L’harmattan de retour en Guinée.

L'harmattan en Guinée via Google

L’harmattan en Guinée via Google

Après la pluie, c’est le beau temps a-t-on l’habitude d’entendre. La nature bien nettoyée s’apprête à accueillir un étranger tant bien que mal : l’harmattan.

Les tôles, les sols, les rues, les maisons, tous sont dépourvus de saletés après six (6) mois de pluies. Bien que ces pluies soient désinfectant pour la nature, les enfants s’en plaignent car ils profitent moins des  vacances. En effet, après trois (3) mois de repos, les écoliers reprennent le chemin de retour dans les établissements publics et privés, dès quelques jours épuisés après la célébration de la fête de l’indépendance. Mais avant la rentrée, les parents très inquiets du vent de l’harmattan  qui bientôt frappera la nature, achètent des tenues à tissus lourds qui pourront être opaques à la fraîcheur du vent.

L’harmattan est un vent mi chaud, mi froid qui souffle du Sahara vers le continent africain notamment en Afrique occidentale. Il ramasse plusieurs quantités de sable dans les pays très souvent sahéliens comme le Sénégal et la Mauritanie qui formeront des dunes dans un coin imprécis et rendant la nature floue.

Pendant la période de l’harmattan, les meubles, les armoires, les arbres, les fauteuils, tous craquent.
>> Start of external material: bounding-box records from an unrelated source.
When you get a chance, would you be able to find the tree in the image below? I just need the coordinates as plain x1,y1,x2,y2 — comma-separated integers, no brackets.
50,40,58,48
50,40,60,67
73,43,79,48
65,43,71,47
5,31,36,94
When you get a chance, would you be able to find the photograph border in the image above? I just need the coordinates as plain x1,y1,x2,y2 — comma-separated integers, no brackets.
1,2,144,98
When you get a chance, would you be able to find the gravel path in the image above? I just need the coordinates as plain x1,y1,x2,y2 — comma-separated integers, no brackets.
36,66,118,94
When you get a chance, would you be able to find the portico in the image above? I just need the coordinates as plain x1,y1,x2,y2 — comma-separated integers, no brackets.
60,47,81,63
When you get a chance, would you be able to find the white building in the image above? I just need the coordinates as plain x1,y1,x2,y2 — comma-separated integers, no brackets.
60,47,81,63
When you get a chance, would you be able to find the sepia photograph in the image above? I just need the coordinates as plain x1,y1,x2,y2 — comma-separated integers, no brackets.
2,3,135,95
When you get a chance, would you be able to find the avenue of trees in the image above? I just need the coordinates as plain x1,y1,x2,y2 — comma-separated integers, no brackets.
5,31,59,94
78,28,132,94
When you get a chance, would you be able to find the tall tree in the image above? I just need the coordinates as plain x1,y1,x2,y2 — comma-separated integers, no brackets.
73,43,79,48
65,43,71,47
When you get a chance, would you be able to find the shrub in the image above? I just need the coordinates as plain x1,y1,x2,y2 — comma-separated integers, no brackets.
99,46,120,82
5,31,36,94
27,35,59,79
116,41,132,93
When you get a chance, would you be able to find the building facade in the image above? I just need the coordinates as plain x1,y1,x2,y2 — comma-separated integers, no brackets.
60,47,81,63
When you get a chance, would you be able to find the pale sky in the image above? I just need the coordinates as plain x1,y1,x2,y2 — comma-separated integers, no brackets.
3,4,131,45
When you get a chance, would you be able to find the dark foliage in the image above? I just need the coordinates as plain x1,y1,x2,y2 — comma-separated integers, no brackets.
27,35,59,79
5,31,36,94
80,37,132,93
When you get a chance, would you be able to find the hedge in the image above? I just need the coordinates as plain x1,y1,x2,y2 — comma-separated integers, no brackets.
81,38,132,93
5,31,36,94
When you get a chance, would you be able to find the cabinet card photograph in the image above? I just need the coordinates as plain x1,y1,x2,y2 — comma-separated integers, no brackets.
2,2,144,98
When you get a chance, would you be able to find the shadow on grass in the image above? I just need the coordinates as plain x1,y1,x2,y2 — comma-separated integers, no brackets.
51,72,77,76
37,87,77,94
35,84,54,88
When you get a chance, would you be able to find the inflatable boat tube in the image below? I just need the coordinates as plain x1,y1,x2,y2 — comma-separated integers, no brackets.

Petit à petit la nature qui était belle à contempler perd sa beauté et est peinte de poussière à présent. Beaucoup de plantes qui fleurissaient sans cesse sont maintenant incapables de garder leurs belles fleurs qui embellissaient leur entourage.

A l’école, maîtres, maîtresses, élèves, tremblent tous de fraîcheur et ont du mal à bien articuler les mots empêchant ainsi la bonne compréhension des leçons par les apprenants. Dans les classes, les cours sont anéantis par l’asthénie et la somnolence et cela  affecte  la progression chronologique dans les différents programmes. Dans certains de nos villages qui sont très exposés aux effets de l’harmattan, les cours y sont stoppés.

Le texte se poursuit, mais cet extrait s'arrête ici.